A hundred years ago, court musicians entertained the emperors of Vietnam and their consorts in the magnificent royal theater in the Imperial City at Hue.
Today, the descendents of those musicians are playing the same music for guests during a novel dinner theater series recently inaugurated by La Residence Hotel & Spa in Hue.
“Though the imperial era in Vietnam ended with the abdication of Bao Dai in 1945, so many legacies of that time still sparkle as crown jewels in Vietnam’s heritage,” said Carmen Marienberg, general manager of La Residence Hotel & Spa. “This court music, or nha nhac as the Vietnamese know it, and the artful dance inspired by this music is among the brightest of those legacies.”
In 2003, UNESCO called out Vietnamese court music as a masterpiece of the Oral and Intangible Heritage of Humanity. Now, La Residence is recreating the atmosphere in which Vietnam’s emperors enjoyed this ‘elegant music’, as it is literally translated. Last month in the biggest event yet, more than two hundred guests took part in an evening of Vietnamese traditions that go back for centuries.
The night began at La Residence, where the guests donned traditional Vietnamese robes and hats - yellow for men, red for women. Then, something unusual even in Vietnam hove into view: a fleet of 200 cyclos, each peddled by a single driver. Once seated, guests were wheeled down the long hotel driveway, through the streets of Hue and into the gates of the Imperial City, where a 16-person royal band welcomed visitors with music.
The royal theatre itself is a large room, with an elevated stage at one end. A balcony runs around the top, the wood carved with traditional images. The ceiling is high and the room dark, and the overall effect is an imposing one. It’s easy to imagine royalty sitting here with their courts, regally awaiting entertainment.
Once inside and seated, the performance begins, each act accompanied by a classic Vietnamese dish. The elegant Hue cup dance starts the show, dancers clacking cups together in time with their movements. Two enormous dragons carry out the ritual dance usually performed at the lunar New Year and other auspicious occasions, which this time results in the unusual addition of a baby dragon who appears onstage unexpectedly. The dances are interspersed with musical performances, most notably some folk songs which have their origin in the most rural areas of Vietnam.
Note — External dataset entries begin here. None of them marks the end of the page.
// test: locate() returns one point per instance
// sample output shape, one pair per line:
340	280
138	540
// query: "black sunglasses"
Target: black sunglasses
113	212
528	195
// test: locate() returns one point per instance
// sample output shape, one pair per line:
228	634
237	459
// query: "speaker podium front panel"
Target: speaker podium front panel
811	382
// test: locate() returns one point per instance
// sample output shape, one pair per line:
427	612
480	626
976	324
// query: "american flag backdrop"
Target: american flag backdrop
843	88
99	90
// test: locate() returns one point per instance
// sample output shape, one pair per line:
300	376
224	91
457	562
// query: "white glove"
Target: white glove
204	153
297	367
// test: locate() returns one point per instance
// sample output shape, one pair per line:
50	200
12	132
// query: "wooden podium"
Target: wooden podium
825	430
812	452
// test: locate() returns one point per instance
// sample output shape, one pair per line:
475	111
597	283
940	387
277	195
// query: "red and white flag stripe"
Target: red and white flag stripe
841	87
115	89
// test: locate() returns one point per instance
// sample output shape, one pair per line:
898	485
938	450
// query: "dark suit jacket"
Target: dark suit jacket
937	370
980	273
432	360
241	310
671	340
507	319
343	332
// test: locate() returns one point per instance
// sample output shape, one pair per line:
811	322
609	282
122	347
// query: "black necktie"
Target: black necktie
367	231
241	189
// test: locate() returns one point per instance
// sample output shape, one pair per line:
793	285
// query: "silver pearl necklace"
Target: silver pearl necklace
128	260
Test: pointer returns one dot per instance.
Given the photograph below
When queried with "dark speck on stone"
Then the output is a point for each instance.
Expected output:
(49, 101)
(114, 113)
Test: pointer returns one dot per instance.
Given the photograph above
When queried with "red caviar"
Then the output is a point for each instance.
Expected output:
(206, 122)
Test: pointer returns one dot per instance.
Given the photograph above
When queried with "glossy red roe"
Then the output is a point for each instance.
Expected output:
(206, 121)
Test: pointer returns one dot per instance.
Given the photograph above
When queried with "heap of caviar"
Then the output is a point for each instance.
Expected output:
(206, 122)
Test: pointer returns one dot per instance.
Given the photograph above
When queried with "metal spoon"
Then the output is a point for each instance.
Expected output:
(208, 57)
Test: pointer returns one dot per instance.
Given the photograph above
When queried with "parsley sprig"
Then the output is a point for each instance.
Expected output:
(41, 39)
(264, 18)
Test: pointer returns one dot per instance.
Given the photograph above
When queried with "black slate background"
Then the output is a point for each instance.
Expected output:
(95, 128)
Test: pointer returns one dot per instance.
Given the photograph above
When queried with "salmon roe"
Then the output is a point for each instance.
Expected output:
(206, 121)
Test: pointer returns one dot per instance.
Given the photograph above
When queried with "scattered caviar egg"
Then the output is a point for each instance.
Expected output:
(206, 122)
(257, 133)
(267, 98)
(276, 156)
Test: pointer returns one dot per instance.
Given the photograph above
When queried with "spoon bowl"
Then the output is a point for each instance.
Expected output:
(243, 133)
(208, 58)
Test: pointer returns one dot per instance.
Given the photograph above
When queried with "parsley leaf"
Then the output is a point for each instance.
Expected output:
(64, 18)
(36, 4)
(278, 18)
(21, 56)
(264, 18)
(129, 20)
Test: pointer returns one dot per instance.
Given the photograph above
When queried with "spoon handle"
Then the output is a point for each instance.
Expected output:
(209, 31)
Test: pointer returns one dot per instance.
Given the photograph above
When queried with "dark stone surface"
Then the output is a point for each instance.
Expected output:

The sumptuous dinner sticks as closely as possible to traditional Vietnamese meals, right down to the chopsticks (nary a fork in sight). Appetizers of bo la lot (grilled beef wrapped in leaves) and banana flower salad are followed by hollowed pineapples stuck with spring rolls. Local seafood comes next, then chicken, beef or fish with rice. Dessert of che, a Vietnamese tapioca pudding, brings the meal to a satisfying and delicious end. On stage, a graceful lamp dance simultaneously ends the show; the dancers hold lanterns aloft, creating a pattern of light, and form a human pyramid for the grand finale.
“The Imperial City has always been a must-do for visitors to Hue,” said Marienberg. “But there’s no comparison between seeing it from behind a camera lens and actually sitting in the theater watching a performance in exactly the same way the Nguyen emperors did. What we’re doing sounds like a cliché, but it’s really true - making history come alive.”